Hand Surgeons versus Orthopaedic Trauma Surgeons Coverage of Upper Extremity Injuries: Where Should the Line be Drawn?
Andrew Miller, MD; Matt Cantlon, MD; Asif Ilyas, MD
Rothman Institute at Thomas Jefferson University Hospital, Philadelphia, PA
INTRODUCTION: Currently, there is no clear consensus as to which consulting service should provide care for hand and upper extremity injuries. To better understand how upper extremity injuries in the emergency department (ED) are currently triaged to specialists and to assess the current opinion among hand and orthopaedic trauma specialists as to fwho is best to triage these injuries, a survey was constructed with the hypothesis that there would be no consensus.
METHODS: The American Association for Hand Surgery (AAHS) membership and Orthopaedic Trauma Association (OTA) membership were surveyed using an online questionnaire. The questionnaire included 16 demographic questions and 12 clinical scenarios designed to elicit opinion on how upper extremity injuries should be triaged to specialists based on injury location, type, and severity. Confounding injuries in addition to the fracture were also included such as nerve injury, vascular injury, and infection.

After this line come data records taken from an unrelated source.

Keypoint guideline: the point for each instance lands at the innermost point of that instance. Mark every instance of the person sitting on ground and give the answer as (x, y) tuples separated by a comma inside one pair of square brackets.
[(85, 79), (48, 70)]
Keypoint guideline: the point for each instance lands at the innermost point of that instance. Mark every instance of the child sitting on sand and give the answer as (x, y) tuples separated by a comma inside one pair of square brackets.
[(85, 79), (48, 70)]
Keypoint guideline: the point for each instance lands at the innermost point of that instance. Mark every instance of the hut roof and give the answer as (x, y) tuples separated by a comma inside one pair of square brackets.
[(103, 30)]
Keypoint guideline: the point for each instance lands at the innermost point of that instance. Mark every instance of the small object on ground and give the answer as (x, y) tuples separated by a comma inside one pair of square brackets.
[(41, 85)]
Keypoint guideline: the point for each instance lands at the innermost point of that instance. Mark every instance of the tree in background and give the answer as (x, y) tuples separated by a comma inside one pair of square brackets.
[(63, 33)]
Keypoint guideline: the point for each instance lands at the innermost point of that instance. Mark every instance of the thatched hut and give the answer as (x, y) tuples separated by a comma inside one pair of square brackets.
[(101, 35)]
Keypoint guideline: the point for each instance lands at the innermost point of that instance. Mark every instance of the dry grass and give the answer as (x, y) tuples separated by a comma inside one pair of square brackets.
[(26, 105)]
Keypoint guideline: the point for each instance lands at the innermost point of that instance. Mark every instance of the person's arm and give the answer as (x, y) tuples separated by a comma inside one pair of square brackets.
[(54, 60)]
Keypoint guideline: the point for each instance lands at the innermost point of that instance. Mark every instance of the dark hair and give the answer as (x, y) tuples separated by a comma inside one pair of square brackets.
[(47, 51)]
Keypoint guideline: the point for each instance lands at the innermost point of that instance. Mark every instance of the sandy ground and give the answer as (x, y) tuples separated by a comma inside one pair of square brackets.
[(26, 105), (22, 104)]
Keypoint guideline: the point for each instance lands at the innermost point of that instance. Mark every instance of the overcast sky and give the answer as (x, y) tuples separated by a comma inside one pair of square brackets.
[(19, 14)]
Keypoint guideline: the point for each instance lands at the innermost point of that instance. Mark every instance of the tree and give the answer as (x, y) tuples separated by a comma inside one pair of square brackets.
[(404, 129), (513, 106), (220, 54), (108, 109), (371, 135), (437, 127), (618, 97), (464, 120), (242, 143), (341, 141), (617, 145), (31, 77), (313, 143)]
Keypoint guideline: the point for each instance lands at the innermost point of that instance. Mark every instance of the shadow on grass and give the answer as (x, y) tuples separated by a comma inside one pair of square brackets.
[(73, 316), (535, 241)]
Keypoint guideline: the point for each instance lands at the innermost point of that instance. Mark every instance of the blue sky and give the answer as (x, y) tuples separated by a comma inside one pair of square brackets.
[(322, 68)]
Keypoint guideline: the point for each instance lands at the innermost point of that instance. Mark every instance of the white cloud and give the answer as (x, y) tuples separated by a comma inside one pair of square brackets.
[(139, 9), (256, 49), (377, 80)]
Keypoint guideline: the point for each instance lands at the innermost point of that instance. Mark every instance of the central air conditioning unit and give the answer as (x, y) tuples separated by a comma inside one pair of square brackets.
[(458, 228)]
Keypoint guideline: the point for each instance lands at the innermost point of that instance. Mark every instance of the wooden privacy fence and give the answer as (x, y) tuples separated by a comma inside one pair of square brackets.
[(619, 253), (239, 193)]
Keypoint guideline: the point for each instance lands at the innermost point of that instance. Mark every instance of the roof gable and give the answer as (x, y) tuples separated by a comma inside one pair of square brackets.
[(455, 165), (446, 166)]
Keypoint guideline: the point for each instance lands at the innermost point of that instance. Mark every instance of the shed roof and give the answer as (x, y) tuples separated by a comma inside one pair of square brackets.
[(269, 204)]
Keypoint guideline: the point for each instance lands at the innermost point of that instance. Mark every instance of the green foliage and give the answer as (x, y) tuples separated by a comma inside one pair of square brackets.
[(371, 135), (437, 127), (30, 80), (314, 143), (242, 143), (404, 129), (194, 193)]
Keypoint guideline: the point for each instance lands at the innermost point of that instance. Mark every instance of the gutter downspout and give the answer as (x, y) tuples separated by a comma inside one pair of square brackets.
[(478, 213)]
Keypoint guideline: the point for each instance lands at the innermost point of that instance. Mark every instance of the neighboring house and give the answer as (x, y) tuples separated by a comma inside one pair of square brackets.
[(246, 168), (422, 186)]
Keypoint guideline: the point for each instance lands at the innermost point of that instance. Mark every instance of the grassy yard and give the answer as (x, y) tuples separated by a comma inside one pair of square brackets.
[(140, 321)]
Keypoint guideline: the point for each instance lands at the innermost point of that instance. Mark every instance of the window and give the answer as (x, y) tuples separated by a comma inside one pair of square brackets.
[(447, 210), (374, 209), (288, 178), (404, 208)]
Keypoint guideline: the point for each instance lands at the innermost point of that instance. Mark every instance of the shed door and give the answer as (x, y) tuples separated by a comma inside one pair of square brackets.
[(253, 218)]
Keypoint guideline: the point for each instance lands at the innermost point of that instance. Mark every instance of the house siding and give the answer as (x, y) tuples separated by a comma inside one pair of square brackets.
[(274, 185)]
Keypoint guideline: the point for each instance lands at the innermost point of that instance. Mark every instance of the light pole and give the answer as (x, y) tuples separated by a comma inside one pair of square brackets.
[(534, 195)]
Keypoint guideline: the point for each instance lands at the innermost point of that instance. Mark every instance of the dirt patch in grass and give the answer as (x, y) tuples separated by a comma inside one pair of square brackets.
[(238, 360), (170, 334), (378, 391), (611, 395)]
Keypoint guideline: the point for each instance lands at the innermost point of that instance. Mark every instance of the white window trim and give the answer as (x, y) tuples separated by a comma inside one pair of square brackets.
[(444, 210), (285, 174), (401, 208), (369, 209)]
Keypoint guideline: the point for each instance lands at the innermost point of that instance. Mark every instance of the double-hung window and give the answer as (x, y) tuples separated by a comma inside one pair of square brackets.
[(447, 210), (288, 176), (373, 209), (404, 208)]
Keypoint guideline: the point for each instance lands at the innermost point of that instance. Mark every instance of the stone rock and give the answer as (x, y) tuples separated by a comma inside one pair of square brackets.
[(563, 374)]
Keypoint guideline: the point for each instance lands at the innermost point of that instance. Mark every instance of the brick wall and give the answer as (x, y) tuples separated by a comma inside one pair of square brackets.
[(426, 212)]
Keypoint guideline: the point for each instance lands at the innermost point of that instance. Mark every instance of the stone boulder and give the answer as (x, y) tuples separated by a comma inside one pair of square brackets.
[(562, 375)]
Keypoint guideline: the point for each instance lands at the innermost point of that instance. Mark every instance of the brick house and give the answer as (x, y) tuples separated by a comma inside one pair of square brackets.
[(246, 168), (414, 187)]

RESULTS: A total of 103 responses from the AAHS and 114 responses from the OTA were received. Nearly 50% of respondents report no formal anatomic line as to how upper extremity injuries are currently triaged to specialists from the ED. 31% of the AAHS participants stated that hand call should begin at the level of the distal radius, followed by 20% indicating that call should begin at the level of the forearm. 51% of the OTA respondents indicated hand call should begin at the radio-carpal joint followed by 20% indicating call should begin at the carpal-metacarpal joint. There was strong agreement among respondents of both groups that trauma surgeons should be called for injuries at the level of the elbow or more proximally. Also, there was increasing agreement among respondents that complex injuries involving neurovascular compromise be better assigned to hand call regardless of location of the injury.
CONCLUSION: There is agreement that proximal to the elbow the trauma consultant should be called and distal to the distal radius the hand consultant should be called. However, there is lack of agreement between members of both the AAHS and OTA who should be responsible for call between the elbow and the hand. However, when a fracture was associated with a neurovascular injury is present there was a bias for the hand surgeon to be consulted. In order to optimize patient care, better allocate consultant resources, and minimize conflict between consultants, establishing anatomic guidelines for consultation should be considered while also taking into account available consultant resources and expertise.